Gross Misconduct Upheld – Appeal Rejected.
On 17 December 2021, the Respondent wrote to the Claimant upholding the allegation of gross misconduct. It was on the basis that the Claimant had admitted saying the N word in full whilst asking a question during a training session. The letter of dismissal said the term “is a racially-loaded and offensive word which is totally unacceptable in the workplace, and as such, contravenes the values of the group as an anti-racist organisation”
The Respondent also referred to this conduct as a breach of certain sections of the Group Colleague Conduct Policy and the Group’s Code of Responsibility. These sections talk about valuing differences in order to build relationships with colleagues and the wider communities.
On 10 February 2022, a hearing was held to discuss the appeal raised by the Claimant. In addition to restating his case, it was also raised on his behalf that he had dyslexia which could affect the way in which he formulated words. He also has the tendency to ‘spurt things out’ in the Claimant’s own words, to understand words better. He had felt embarrassed and self-conscious about his dyslexia so had not declared this to the Respondent prior to the disciplinary. The Claimant agreed to a referral to the occupational therapist.
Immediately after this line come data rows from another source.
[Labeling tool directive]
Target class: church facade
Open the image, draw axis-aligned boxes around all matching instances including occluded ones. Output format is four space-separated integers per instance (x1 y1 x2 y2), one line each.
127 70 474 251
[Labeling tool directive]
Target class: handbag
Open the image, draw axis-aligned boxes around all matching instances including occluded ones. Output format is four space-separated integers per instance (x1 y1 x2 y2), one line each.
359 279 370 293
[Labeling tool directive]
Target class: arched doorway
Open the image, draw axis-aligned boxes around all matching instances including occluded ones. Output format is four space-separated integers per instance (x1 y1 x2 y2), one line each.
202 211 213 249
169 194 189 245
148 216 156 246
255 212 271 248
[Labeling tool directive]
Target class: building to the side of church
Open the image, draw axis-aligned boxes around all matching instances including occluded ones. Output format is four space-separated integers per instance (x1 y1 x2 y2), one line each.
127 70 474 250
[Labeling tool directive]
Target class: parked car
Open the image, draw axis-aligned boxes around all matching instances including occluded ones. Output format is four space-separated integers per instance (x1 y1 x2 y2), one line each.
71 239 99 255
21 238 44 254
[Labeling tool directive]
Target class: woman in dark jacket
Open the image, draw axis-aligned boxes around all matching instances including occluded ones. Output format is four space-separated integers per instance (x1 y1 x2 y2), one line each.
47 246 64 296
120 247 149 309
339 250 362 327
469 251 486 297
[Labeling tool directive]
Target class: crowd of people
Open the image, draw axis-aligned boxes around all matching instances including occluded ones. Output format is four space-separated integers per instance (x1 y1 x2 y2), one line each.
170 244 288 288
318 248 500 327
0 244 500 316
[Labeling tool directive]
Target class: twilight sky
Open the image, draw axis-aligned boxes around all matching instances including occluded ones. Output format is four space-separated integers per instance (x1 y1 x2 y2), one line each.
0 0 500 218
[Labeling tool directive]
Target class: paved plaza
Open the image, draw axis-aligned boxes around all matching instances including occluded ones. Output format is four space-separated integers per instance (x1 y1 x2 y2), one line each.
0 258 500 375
On 23 June 2022 the occupational therapist, Dr. Emslie, noted the Mr Carl Borg Neal’s description that “His problems particularly pertain to the written and spoken word with word finding issues, difficulty in posing questions in clear and succinct ways often requiring verbal iteration when in meetings“.
On 15 August 2021, the Respondent wrote to the Claimant, rejecting his appeal. The Respondent felt that there was insufficient evidence to conclude that the Claimant’s dyslexia caused him to use the N word. His contract was terminated, and he then brought claims for unfair dismissal, disability discrimination and later in an amended claim direct race discrimination.
The Decision of the Employment Tribunal
The Employment Tribunal found in favour of the Claimant, Mr Carl Borg Neal, and said that he was unfairly dismissed. The Respondent’s actions in imposing disciplinary action for gross misconduct were disproportionate and unreasonable given the nature of the complaint against a long-serving employee with an unblemished.
They also found that the Respondent subjected the Claimant to discrimination arising from disability by dismissing him and not upholding his appeal. They found on the balance of probabilities that the Claimant’s dyslexia was a strong factor causing how he expressed himself at the training session, and in his use of the full word rather than finding a way of avoiding it. The claims relating to reasonable adjustments and direct race discrimination were not upheld.
The Tribunal further discussed the action of dismissing the Claimant, and whether this was a proportionate means of furthering the Bank’s anti-racist education programme and race action plan. by making it clear that racist language was unacceptable. They found that dismissing the Claimant was not a proportionate means and they could have issued him a warning and arranged further training. Not dismissing him would not have damaged the Respondent’s aim.
Our Lawyers View
Steve Norton, Lawyer at Redmans, says – The Respondent had been unreasonable and disproportionate in their actions against the Claimant who was a long-serving employee and had no prior issues around conduct or performance. He had suffered with his physical and mental health due to the nature of the proceedings against him.